The rod cannot open the eyes; it can but set the cunning intellect to work to find a way of enjoying the sin and escaping the rod. But the opening of the eyes—at which all true punishment must aim—reveals a rod which is bound up with the sin, sure as the sin itself. It is the parents' solemn task—and many an inward sorrow must it cost—to bring home to his child's heart these truths of experience which the child cannot at present know. Wise penalties and "reproof give wisdom, but a child left to himself causeth shame to his mother."[593]
There is a voice, the voice of Divine Wisdom, which speaks continually to every parent, to every teacher of youth: "Incline thine ear," it says, "and hear the words of the wise, and apply thy heart unto my knowledge"—without attention and application this heavenly wisdom cannot be known. "For it is a pleasant thing," so the voice continues, "if thou keep these words within thee, if they be established together upon thy lips. That thy trust may be in the Lord,"—without whom the best-meant efforts will fail,—"I have made them known to thee this day, even to thee. Have not I written to thee excellent things of counsels and knowledge, to make thee know the certainty of the words of truth, that thou mayest carry back words of truth to them," those helpless and ignorant children whose needs "send thee" to me for instruction?[594]
The failures are numerous, disastrous, heart-breaking, but they are unnecessary. Your children are holy; they belong to the Saviour in whom you yourselves believe. Grasp that truth; go to Him in sublime faith. "Lord, it is not with Thee to save a part, to choose this one and save that. Thou wilt glorify Thyself in every one."[595] Surrender yourself to Him that He may use you to exhibit His Divine graces and saving love to the children. Live with Him daily, that the glory of the communion may not pass away from your face, or appear only by fits and starts—and so train up your child according to his way; and when he is old he will not depart from it.
[XXIV.]
FORGIVING.
"Be not a witness against thy neighbour without cause, and deceive not with thy lips. Say not, I will do so to him as he hath done to me; I will render to the man according to his work."—Prov. xxiv. 28, 29.
"Rejoice not when thine enemy falleth, and let not thy heart be glad when he is overthrown, lest the Lord see it and it displease Him, and He turn away His wrath from him."—Prov. xxiv. 17, 18.
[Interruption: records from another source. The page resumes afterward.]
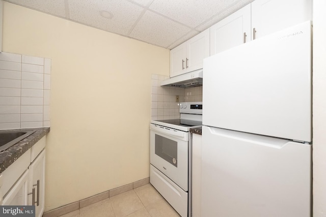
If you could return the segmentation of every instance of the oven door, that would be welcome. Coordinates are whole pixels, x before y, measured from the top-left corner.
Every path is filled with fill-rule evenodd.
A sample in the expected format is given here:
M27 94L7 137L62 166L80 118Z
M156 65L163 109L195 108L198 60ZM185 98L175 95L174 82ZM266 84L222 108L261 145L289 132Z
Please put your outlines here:
M150 162L188 191L189 133L150 124Z

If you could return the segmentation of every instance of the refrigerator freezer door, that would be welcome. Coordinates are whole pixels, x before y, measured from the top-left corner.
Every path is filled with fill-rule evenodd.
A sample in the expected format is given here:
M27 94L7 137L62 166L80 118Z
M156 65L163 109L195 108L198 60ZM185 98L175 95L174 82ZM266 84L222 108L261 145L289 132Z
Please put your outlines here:
M202 136L201 216L310 216L310 145L205 126Z
M203 125L311 141L310 21L204 60Z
"He that is glad at calamity shall not be unpunished."—Prov. xvii. 5.
"If thine enemy be hungry, give him bread to eat, and if he be thirsty give him water to drink; for thou shalt heap coals of fire upon his head, and the Lord shall reward thee."—Prov. xxv. 21, 22.
There is no subject on which the teaching of the Proverbs more strikingly anticipates the morality of the New Testament than that of forgiveness to our enemies. Our Lord Jesus Christ could take some of these sayings and incorporate them unchanged into the law of His kingdom, for indeed it is not possible to surpass the power and beauty and truth of the command to feed those who have injured us if they are hungry, to give them drink when they are thirsty, and in this Divine way to kindle in them repentance for the injury which they have done. This is the high-water mark of moral excellence. No better state can be desired. When a human spirit is habitually in this tender and forgiving mood, it is already united with the Father of spirits, and lives.